Strategies already underway to tackle pharmacist stress


Stressed pharmacist in dispensary

It’s Mental Health Day, and a good time for pharmacists to implement some self care strategies

Following the release of the National Stress and Wellbeing Survey of Pharmacists, Intern Pharmacists and Pharmacy Students last month, the profession now has a better understanding of the impact stress has upon pharmacists.

The survey found that half of Australia’s pharmacists are not happy with their work-life balance, and that they suffer from similar stress levels as other health professionals – that is, a higher level than the average Australian.

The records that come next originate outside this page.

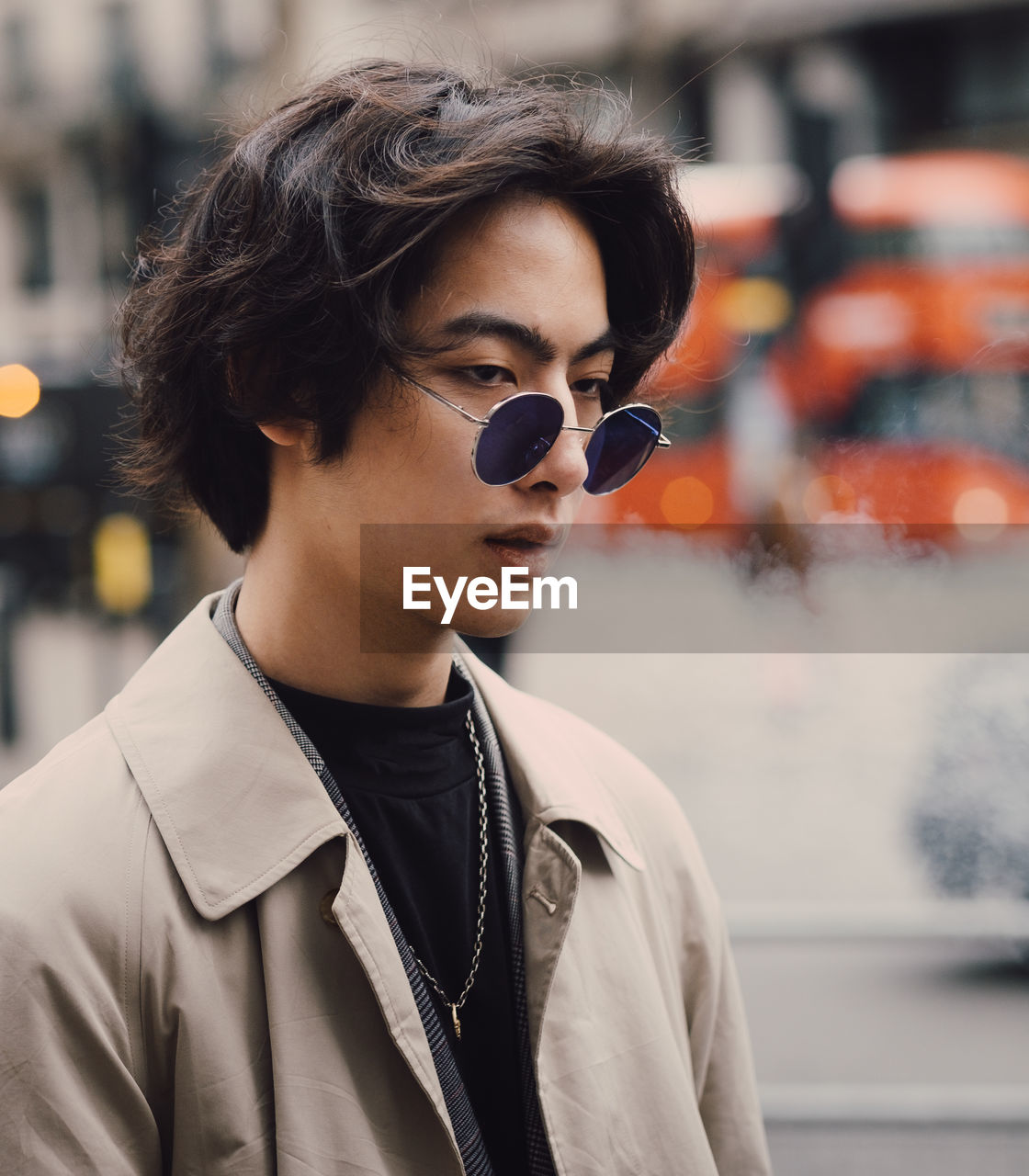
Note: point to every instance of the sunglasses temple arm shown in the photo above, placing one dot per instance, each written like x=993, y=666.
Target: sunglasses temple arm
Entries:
x=442, y=400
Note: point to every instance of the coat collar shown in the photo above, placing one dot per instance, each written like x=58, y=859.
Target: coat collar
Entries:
x=234, y=797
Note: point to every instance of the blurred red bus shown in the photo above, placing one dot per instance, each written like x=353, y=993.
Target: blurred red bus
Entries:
x=910, y=374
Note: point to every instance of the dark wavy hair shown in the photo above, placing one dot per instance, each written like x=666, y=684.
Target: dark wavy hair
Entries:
x=281, y=292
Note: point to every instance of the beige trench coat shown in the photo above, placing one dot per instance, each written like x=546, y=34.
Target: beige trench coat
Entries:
x=197, y=975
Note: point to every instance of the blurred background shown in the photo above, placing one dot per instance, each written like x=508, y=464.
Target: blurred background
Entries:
x=857, y=352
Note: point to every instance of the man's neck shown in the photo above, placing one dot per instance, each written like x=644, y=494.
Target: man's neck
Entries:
x=303, y=637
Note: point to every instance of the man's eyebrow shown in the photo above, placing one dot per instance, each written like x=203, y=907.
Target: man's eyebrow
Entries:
x=477, y=322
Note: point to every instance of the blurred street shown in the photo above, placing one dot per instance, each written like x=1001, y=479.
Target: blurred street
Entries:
x=890, y=1025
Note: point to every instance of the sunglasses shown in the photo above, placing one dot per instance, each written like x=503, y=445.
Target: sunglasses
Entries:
x=516, y=434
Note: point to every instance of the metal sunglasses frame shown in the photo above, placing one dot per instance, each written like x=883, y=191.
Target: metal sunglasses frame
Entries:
x=662, y=441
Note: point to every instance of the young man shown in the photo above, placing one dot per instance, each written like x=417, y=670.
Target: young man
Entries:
x=298, y=904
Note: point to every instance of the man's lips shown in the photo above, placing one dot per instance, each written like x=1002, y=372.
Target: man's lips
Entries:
x=529, y=537
x=529, y=546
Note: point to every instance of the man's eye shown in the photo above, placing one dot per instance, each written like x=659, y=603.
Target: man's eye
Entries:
x=595, y=387
x=488, y=374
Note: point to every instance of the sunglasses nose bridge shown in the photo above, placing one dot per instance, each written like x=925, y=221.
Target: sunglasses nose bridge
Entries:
x=563, y=465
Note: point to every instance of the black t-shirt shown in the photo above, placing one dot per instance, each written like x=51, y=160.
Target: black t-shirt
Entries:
x=408, y=776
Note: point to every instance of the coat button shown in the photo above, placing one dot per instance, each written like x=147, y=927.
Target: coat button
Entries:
x=324, y=908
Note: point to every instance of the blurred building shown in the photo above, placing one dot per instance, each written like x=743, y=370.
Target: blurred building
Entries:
x=107, y=108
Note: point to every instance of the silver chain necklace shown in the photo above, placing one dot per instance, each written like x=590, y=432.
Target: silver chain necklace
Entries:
x=483, y=859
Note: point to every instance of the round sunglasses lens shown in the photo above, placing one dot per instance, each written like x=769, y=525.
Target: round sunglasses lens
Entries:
x=517, y=437
x=620, y=447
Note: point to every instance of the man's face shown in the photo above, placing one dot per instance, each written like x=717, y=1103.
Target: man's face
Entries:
x=515, y=302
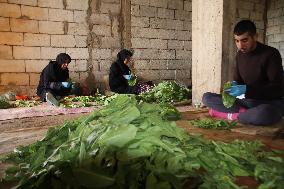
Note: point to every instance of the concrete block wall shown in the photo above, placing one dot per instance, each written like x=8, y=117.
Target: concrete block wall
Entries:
x=161, y=39
x=32, y=32
x=275, y=26
x=254, y=10
x=105, y=25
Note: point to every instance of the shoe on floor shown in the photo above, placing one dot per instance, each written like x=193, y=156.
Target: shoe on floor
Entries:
x=51, y=100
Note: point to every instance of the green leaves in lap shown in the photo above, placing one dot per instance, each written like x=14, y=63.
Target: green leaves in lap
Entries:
x=166, y=92
x=227, y=99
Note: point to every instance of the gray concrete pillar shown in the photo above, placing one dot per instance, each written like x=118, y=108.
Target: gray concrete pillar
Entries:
x=213, y=47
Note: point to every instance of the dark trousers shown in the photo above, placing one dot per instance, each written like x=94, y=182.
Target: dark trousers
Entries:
x=258, y=112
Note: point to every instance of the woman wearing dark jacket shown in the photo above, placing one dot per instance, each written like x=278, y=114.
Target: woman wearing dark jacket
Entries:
x=53, y=80
x=120, y=74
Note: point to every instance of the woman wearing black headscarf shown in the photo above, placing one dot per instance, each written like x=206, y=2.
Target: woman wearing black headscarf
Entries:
x=120, y=74
x=54, y=80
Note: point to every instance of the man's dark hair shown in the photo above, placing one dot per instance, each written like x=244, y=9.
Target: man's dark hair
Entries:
x=245, y=26
x=63, y=58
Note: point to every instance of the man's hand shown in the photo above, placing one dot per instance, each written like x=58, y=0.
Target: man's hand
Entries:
x=66, y=84
x=236, y=90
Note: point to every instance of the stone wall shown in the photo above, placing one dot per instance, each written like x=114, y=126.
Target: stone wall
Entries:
x=161, y=39
x=254, y=10
x=32, y=32
x=275, y=26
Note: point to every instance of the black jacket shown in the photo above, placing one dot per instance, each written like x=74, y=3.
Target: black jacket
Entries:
x=261, y=70
x=117, y=82
x=50, y=80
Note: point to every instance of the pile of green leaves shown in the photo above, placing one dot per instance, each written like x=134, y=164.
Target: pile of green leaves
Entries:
x=227, y=99
x=26, y=103
x=209, y=123
x=4, y=104
x=78, y=101
x=166, y=92
x=128, y=145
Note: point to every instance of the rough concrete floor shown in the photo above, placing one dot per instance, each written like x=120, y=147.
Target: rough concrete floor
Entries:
x=27, y=130
x=24, y=131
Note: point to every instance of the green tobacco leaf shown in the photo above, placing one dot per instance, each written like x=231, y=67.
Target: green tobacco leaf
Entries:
x=118, y=136
x=227, y=99
x=210, y=123
x=91, y=179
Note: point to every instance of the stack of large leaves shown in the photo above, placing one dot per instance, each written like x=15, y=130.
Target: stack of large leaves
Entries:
x=129, y=145
x=166, y=92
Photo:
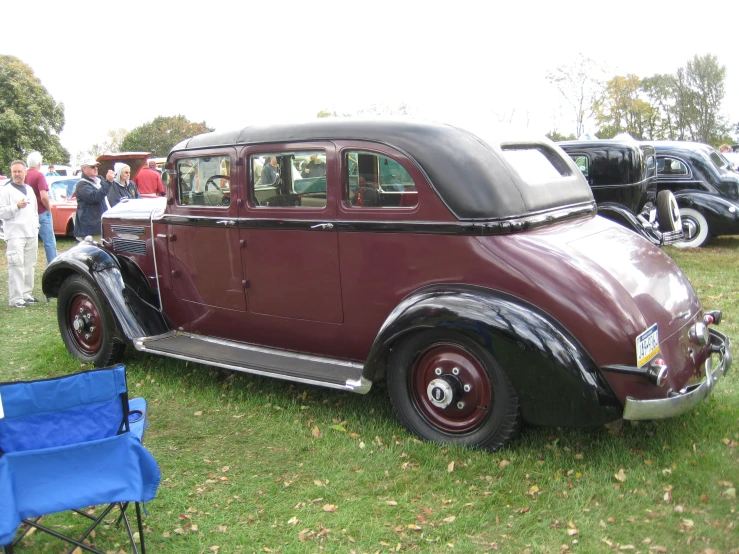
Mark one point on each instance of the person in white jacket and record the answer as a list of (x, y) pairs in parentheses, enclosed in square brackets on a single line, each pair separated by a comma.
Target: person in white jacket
[(19, 212)]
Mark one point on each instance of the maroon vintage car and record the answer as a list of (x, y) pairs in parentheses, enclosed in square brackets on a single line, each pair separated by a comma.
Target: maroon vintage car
[(474, 276)]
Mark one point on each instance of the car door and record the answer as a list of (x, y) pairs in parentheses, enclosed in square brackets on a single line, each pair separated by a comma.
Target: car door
[(204, 252), (676, 174), (290, 247)]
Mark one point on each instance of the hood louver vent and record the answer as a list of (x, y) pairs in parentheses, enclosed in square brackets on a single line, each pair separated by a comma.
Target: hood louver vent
[(137, 247)]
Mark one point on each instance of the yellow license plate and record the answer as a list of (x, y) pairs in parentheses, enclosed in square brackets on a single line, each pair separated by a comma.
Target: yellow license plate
[(647, 346)]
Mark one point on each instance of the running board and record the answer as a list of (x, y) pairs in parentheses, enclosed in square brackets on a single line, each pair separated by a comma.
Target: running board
[(259, 360)]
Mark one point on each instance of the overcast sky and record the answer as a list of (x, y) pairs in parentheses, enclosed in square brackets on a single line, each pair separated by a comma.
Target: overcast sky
[(119, 65)]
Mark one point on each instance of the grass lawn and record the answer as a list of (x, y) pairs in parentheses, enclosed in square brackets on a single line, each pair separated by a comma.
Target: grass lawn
[(257, 465)]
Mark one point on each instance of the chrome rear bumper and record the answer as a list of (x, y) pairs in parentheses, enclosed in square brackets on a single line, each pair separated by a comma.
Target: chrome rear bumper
[(690, 397)]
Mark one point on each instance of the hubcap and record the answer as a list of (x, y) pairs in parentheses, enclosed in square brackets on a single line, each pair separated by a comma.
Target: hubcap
[(85, 323), (451, 388), (690, 228)]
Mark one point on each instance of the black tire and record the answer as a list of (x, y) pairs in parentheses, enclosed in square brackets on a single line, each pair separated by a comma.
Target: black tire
[(88, 327), (668, 213), (422, 370), (696, 229)]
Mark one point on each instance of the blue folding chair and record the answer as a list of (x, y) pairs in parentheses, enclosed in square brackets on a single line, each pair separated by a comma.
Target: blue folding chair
[(69, 443)]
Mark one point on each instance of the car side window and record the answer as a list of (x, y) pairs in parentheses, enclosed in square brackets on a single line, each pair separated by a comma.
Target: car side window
[(651, 166), (288, 179), (376, 181), (583, 164), (671, 167), (204, 181)]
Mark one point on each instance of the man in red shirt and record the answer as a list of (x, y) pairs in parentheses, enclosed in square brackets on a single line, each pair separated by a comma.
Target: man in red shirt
[(149, 182), (36, 180)]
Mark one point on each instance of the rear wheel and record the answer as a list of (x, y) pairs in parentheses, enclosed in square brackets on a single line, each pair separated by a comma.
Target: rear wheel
[(446, 388), (695, 227), (87, 326)]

Kay Dunkley from the Pharmacists’ Support Service says that steps are already being taken to address pharmacist stress, but it’s also a good time for individuals to examine how they’re feeling.

“We’ve learned that pharmacists are at risk, and we do need to take action to address the issues that were raised in the survey,” she told the AJP.

“Some of the organisations are already starting down that track: for example, the PSA has made a submission in regard to mandatory reporting.

“Our plan [at PSS] is to identify the most critical issues, and then work with the organisations to see what can be done.

“A lot of it, though, will come back to individual workplaces and individual pharmacists: making sure they look after themselves and their own mental health.”

She encouraged pharmacists to try and ensure they give themselves enough downtime, make healthy food choices, take breaks and build some exercise into their day.

“The old saying is ‘put on your own oxygen mask first, so that you can help others,’ she says.

But Ms Dunkley also cautioned that employers also need to take responsibility for some of the pressure on their staff.

“Every pharmacist has an individual responsibility, but in the longer term, there will be a need to look at things like workload, and the pressure that puts pharmacists under,” she says.

“Times are tight in pharmacy economically at the moment, and it can be tempting to look at keeping staff to a minimum, but that’s not good for either the individual pharmacist or the public that they’re serving.

“It’s important to make sure that pharmacists are not under undue pressure.”

Researchers at the University of Tasmania have also issued a call to employers to make employee mental health a priority.

Mental health safety requires as much attention as work health and safety laws and fitness programs, say the co-leaders of the University’s Work, Health & Wellbeing Network, Associate Professor Angela Martin and Dr Sarah Dawkins.

“Return on investment analyses suggest that on average, for every $1 an organisation invests into workplace mental health they can receive a $2.30 return, achieved through improved productivity and reduced claims,” Dr Dawkins says.

A new survey by the Menzies Institute for Medical Research and the Tasmanian School of Business and Economics aims to help organisations ensure they are mentally healthy places to work.

The aim is to survey a broad cross section of organisations and businesses to enable the development of strategies for all types of workplaces.

Dr Dawkins says the past five to 10 years have seen improvement in mental health literacy among the general community, largely thanks to awareness campaigns such as RUOK Day.

“But what we tend to see is a bit of a ‘scattergun’ approach, with employers offering one-off initiatives, such as resilience training or mindfulness training,” she says.

“While these can be effective, their impact is limited when they are not embedded as part of an integrated approach to mental health.”